Atau tergugat dihukum untuk membayar hutangnya.
Hukum Keberatan
atas putusan KPPU dapat berupa:
1.
Menguatkan
Putusan KPPU.
Pengadilan
Negeri dalam memeriksa Upaya Keberatan atas Putusan KPPU berpendapat bahwa
majelis KPPU telah benar dalam memeriksa perkara, baik berkenaan dengan fakta
maupun penerapan hukumnya sehingga majelis hakim Pengadilan Negeri sependapat
dengan putusan majelis KPPU.
2.
Membatalkan
Putusan KPPU.
Apabila
PengadilanNegeri berpendapat bahwa Majelis KPPU telah salah dalam memeriksa perkara,
atau pelaku usaha tidak terbukti melakukan pelanggaran terhadap pengaturan
Undang-Undang nomor 5 Tahun 1999, maka Pengadilan Negeri dapat membatalkan
putusan majelis komisi.
3.
Membuat
Putusan Sendiri.
Pengadilan
Negeri mempunyai kewenangan untuk membuat putusan sendiri dalam menangani
pekara keberatan..
Didalam Upaya
Hukum Keberatan atas putusan KPPU, ditinjau dari sifatnya putusan yang
dijatuhkan oleh Pengadilan Negeri ditinjau dari sifatnya dapat berupa:
1.
Putusan
Declaratoir.
Menetapkan
suatu keadaan misalnya pembatalan perjanjian. Bila Pengadilan Negeri menyatakan
perjanjian yang dibuat pelaku usaha batal, maka dalam hal ini tidak diperlukan
tindakan hukum apapun untuk mengeksekusinya.
2.
Putusan
Condemnatoir.
Putusan
Pengadilan ini menghukum pelaku usaha membayar ganti rugi atau denda. Dalam hal
ini, apabila pelaku usaha tidak mau melaksanakan putusan tersebut maka
diperlukan tindakan hukum berupa eksekusi. Mahkamah Agung yang mengabulkan
keberatan dan kasasi pelaku usaha tidak dapat dieksekusi karena putusan itu
hanya bersifat constitutif.Putusan tersebut hanya menyatakan bahwa putusan KPPU
yang menyatakan pelaku usaha melanggar pengaturan Undang-Undang Nomor 5 Tahun
1999
tentang
Larangan Praktek Monopoli dan Persaingan Usaha Tidak Sehat batal dan dengan
demikian timbul keadaan hukum baru.
Dalam setiap
putusan hakim selalu mengandung amar declaratoir apabila gugatan dikabulkan.

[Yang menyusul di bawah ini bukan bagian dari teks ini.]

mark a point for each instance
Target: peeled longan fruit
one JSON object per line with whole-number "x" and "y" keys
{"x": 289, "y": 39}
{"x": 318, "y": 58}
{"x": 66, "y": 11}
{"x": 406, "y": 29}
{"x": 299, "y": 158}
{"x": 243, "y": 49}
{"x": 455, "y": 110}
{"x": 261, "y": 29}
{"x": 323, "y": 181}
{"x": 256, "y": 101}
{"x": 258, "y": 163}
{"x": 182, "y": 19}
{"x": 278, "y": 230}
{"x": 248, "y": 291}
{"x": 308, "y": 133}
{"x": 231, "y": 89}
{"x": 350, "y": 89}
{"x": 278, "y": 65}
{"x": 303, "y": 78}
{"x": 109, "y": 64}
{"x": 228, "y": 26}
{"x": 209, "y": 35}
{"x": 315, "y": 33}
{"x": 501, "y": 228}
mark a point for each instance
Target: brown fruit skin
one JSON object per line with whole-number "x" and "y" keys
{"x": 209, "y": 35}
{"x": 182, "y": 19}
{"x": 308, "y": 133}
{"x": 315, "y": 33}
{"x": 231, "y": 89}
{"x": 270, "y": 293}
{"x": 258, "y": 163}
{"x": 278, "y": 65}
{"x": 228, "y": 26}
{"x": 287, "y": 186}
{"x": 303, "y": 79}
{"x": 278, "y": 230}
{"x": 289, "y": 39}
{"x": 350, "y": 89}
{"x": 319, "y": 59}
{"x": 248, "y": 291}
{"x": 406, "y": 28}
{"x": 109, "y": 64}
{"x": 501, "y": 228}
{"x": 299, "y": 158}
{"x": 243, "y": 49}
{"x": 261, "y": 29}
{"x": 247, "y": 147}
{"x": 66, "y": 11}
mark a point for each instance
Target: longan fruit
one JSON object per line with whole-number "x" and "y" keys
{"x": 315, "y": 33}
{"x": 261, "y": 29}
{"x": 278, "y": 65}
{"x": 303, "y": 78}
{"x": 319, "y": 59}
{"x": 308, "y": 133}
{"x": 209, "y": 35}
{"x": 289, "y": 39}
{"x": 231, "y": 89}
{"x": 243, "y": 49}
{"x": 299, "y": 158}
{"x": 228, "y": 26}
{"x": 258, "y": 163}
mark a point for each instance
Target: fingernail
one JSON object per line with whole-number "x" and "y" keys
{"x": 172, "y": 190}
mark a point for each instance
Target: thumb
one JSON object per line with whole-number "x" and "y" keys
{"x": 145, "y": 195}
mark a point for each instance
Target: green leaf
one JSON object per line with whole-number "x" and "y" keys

Hal ini terlihat dari pernyataan bahwa tergugat terbukti bersalah.Sebenarnya
sangat tipis perbedaan antara putusan deklaratif dan constitutif karena pada
dasarnya amar yang berisi putusan constitutif mempunyai sifat yang deklaratif.
Putusan perkara monopoli dan persaingan usaha yang dapat dieksekusi adalah
putusan condemnatoir yang menyatakan bahwa pelaku usaha melanggar Undang-Undang
Nomor 5 Tahun 1999 dan karenanya dijatuhi sanksi.